Hi AlexThe situation was I had started an action against the council for the non payment, we were forced down the route of arbitration which is supposed to be a better option but it took an absolute age after one delaying tactic after another by the council, while this was going on we were having to still do our work and run the company, it became apparent that we were in a very difficult position and I think it was a definite ploy by the council, we ran out of time and money to continue the process, we had to make a decision as I stated previously we had to call in the receivers.
They obviously looked at this case and due to the amount of money to be gained they got a conditional fee agreement with solicitors ( Something that was never offered to us by our own Solicitor ) and felt the case was a strong one and ultimately won the case, the outstanding bill was paid in full plus extras and interest, the reason for my question is, as it was proved that the bill should have been paid ultimately we lost the company because of that non payment and as such the group company which owned it has suffered a massive loss as this company within the group was the biggest bread winner.
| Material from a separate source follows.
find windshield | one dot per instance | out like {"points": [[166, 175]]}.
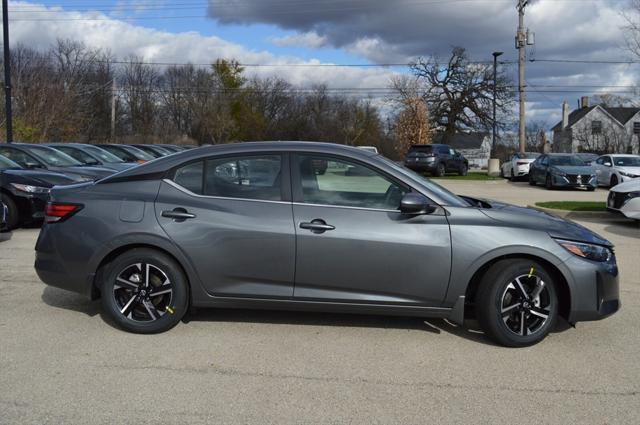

I would like to know if I had a potential case to sue the council for the loss of the company due to their actions and underhand tactics, specifically as we were at the time in a full partnering agreement with them.RegardsBrendan
Expert:  Alex J. replied 1 year ago.

Hi, Thank you. I do not think an action of this nature will be successful. I do not think a court will hold the council responsible for the dissolution of a private company because it refused to pay. There is a chain of events, whereby the council cannot be held responsible for the overall financial health of this company, the council could not have not that the company's existence was dependent on one contract. Now you mentioned a partnership which is a slightly different matter. What did this "Partnering Agreement" actually say? Were you partners in business or were you just a supplier to the council?